How to Talk with Your Kids About Their FutureAmber Brandt
When you were a kid, what did you want to grow up to be? Maybe you requested a fireman’s costume for play time, dreamed of becoming a professional dancer, or spent one whole summer searching the backyard for dinosaur bones. As children, our imaginations were endless, and reality was no obstacle. Your child is the same way.
Many adults lightheartedly ask young kids “what do you want to be when you grow up?” and are amused by the responses they get. But what if you could begin to shape those conversations in a way that really took the child seriously, helping them to begin thinking about options for their professional future?
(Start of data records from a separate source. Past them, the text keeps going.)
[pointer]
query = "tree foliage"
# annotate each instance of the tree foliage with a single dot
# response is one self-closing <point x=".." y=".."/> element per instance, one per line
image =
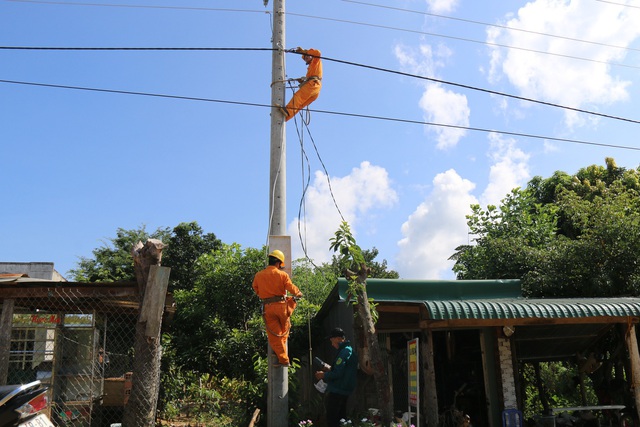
<point x="112" y="262"/>
<point x="563" y="236"/>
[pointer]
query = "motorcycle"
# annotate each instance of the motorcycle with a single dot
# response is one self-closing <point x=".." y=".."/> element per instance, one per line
<point x="24" y="405"/>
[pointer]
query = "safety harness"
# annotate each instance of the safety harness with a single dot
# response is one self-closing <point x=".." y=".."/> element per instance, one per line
<point x="278" y="298"/>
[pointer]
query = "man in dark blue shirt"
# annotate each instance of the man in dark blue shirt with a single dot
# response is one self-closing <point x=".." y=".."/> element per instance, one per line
<point x="341" y="378"/>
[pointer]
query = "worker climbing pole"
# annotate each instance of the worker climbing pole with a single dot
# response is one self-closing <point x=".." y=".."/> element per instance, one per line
<point x="272" y="285"/>
<point x="310" y="84"/>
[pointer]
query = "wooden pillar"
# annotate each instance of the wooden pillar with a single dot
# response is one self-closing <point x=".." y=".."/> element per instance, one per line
<point x="6" y="322"/>
<point x="430" y="407"/>
<point x="634" y="361"/>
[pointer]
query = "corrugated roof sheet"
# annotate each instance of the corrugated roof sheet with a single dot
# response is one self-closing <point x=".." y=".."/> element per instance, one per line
<point x="489" y="299"/>
<point x="524" y="308"/>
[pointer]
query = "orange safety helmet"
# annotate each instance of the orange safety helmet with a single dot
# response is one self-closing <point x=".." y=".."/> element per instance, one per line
<point x="278" y="255"/>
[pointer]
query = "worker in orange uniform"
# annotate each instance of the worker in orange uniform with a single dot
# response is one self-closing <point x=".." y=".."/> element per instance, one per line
<point x="272" y="285"/>
<point x="310" y="84"/>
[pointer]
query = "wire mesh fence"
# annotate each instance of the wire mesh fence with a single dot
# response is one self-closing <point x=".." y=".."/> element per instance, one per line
<point x="79" y="340"/>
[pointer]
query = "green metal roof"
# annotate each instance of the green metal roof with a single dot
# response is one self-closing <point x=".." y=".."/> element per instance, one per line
<point x="489" y="299"/>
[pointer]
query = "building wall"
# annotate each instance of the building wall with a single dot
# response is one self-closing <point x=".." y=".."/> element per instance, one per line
<point x="35" y="270"/>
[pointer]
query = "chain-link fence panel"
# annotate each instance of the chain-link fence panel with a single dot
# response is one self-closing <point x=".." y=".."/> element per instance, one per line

Research shows that many children begin realizing the importance of choosing a good career path at age 10, while others find themselves graduating from high school and just beginning to explore the idea. Generation Z (today’s 0- to 18-year-olds) has been called the most stressed generation to date because of the information-heavy world we live in. According to Dr. Michael Leahy, “Today’s typical high school student endures the same anxiety levels as a psychiatric patient did in the early 1950s.” In other words, no matter how your child thinks about the future, they could use your help.
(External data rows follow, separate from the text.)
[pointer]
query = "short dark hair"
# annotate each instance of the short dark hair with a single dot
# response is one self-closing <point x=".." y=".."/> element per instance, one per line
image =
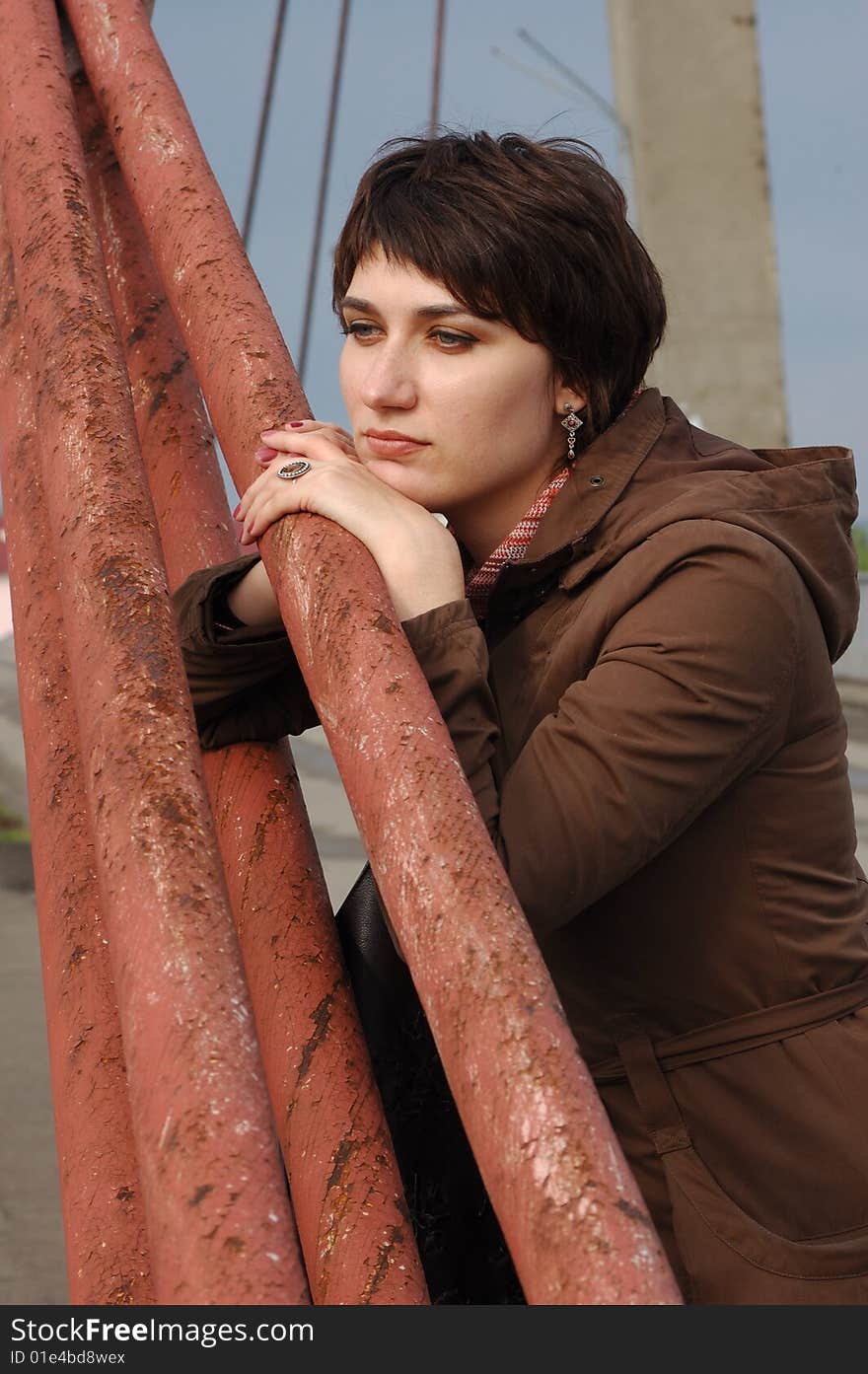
<point x="532" y="233"/>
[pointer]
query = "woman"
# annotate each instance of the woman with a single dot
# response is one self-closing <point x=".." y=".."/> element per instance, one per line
<point x="628" y="625"/>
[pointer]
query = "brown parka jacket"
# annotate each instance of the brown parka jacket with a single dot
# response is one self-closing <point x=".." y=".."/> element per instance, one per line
<point x="651" y="728"/>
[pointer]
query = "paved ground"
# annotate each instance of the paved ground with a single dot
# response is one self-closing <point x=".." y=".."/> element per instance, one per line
<point x="32" y="1266"/>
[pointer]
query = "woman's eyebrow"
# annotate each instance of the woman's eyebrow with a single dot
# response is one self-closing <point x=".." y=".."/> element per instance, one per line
<point x="354" y="303"/>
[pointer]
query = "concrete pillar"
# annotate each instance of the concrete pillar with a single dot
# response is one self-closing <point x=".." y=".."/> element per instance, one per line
<point x="687" y="83"/>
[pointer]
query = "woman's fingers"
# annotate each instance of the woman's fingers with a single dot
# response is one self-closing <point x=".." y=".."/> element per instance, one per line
<point x="283" y="439"/>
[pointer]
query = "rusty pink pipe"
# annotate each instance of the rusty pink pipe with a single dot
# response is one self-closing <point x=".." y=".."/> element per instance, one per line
<point x="101" y="1195"/>
<point x="569" y="1206"/>
<point x="220" y="1226"/>
<point x="343" y="1178"/>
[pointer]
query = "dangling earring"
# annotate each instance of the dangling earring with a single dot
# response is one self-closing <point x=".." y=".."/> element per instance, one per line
<point x="571" y="423"/>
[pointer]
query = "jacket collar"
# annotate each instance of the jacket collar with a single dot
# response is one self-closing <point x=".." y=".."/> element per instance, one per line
<point x="601" y="475"/>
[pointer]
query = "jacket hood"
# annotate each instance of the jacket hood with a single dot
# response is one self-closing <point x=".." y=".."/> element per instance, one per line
<point x="653" y="468"/>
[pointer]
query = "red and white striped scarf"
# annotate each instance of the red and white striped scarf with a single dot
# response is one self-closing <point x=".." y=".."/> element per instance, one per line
<point x="481" y="580"/>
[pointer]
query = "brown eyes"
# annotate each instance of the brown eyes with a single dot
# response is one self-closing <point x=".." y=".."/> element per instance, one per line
<point x="448" y="339"/>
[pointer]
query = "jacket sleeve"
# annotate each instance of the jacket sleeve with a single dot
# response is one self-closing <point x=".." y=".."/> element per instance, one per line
<point x="689" y="689"/>
<point x="245" y="684"/>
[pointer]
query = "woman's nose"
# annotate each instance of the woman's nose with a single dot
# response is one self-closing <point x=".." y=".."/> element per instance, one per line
<point x="388" y="382"/>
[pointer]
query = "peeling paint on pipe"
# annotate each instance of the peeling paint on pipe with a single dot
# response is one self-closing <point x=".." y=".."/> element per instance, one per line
<point x="101" y="1195"/>
<point x="220" y="1226"/>
<point x="343" y="1178"/>
<point x="570" y="1210"/>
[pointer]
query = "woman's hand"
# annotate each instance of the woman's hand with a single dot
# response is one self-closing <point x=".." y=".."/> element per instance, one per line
<point x="417" y="556"/>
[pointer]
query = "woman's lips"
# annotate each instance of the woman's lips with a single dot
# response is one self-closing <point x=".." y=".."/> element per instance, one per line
<point x="391" y="444"/>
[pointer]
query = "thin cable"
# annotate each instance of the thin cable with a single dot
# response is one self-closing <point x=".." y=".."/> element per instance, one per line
<point x="323" y="192"/>
<point x="440" y="24"/>
<point x="264" y="119"/>
<point x="609" y="110"/>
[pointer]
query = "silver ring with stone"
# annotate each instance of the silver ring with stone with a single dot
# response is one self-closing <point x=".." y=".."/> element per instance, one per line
<point x="291" y="471"/>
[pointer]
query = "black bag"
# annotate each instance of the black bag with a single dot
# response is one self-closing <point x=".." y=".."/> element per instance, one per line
<point x="461" y="1242"/>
Here are five questions from the Education Quest Foundation you can ask to talk about the future with your child:
- What are your dreams for the future?
- What makes you feel anxious about the future?
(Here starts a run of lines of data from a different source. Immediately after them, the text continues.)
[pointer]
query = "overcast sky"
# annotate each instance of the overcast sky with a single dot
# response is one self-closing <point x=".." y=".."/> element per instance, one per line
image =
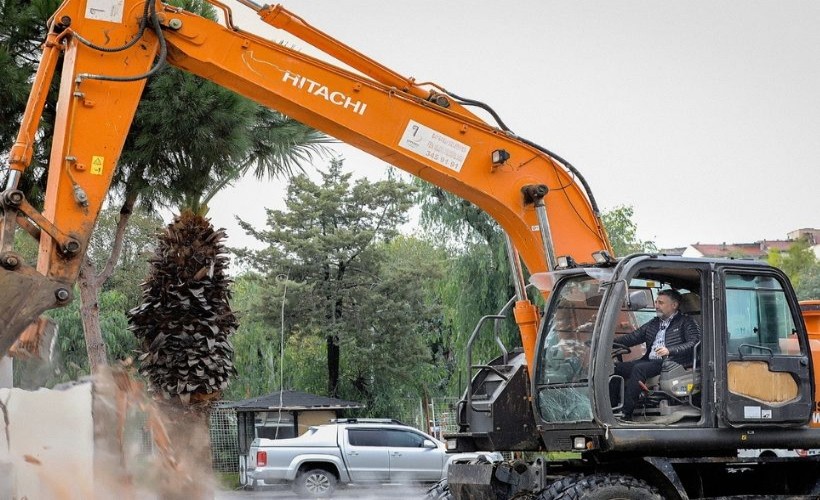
<point x="702" y="115"/>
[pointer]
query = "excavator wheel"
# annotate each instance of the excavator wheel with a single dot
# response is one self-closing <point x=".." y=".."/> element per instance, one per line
<point x="603" y="487"/>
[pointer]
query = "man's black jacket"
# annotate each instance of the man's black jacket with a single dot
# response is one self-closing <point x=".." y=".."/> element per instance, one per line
<point x="681" y="336"/>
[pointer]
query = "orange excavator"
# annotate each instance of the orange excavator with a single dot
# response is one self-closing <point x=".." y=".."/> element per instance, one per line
<point x="751" y="381"/>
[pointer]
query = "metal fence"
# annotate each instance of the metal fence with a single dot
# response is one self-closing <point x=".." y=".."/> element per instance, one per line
<point x="224" y="440"/>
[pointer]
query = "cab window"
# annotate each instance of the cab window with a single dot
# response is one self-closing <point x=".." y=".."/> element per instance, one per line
<point x="758" y="317"/>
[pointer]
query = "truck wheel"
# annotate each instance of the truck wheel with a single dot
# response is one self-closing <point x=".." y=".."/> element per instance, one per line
<point x="316" y="483"/>
<point x="439" y="491"/>
<point x="559" y="486"/>
<point x="609" y="487"/>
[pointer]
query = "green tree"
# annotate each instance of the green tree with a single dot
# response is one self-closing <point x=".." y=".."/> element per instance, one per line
<point x="323" y="260"/>
<point x="797" y="262"/>
<point x="477" y="281"/>
<point x="623" y="232"/>
<point x="808" y="286"/>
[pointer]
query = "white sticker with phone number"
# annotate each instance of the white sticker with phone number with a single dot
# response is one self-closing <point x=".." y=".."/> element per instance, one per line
<point x="104" y="10"/>
<point x="434" y="145"/>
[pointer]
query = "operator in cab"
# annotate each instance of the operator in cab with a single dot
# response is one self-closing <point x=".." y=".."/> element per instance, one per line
<point x="671" y="335"/>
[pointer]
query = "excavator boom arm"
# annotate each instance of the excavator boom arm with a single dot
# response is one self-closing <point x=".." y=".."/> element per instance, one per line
<point x="107" y="55"/>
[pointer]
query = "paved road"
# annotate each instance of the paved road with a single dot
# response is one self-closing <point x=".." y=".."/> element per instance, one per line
<point x="394" y="491"/>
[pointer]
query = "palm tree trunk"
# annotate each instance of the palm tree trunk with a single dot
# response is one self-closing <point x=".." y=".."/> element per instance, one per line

- If you wrote a blog/book/TV series, what would it be about?
- I wonder what it would be like to… (react to careers you see in real time. For instance, if you’re watching a cooking show with your child, wonder about their creativity aloud and ask your child if that’s something they’re interested in.).
- How can I help you…?
These questions may initially elicit surface-level answers pertaining to whatever your child is taken with at the moment, but your goal is to listen for common themes below the surface. What is motivating their response – a desire to help people? A deep interest in the arts? A curiosity about the physical world?
One of the best ways to track these themes is to take notes of your discussion and make this a regular practice throughout your student’s childhood and teen years. By compiling the data, you’ll be able to help them notice repeating interests and talents and identify key motivators.
Your child is uniquely wired, but you can help them explore professions that will play to their skills and interests ... while setting them up for a lifetime of fulfillment and success.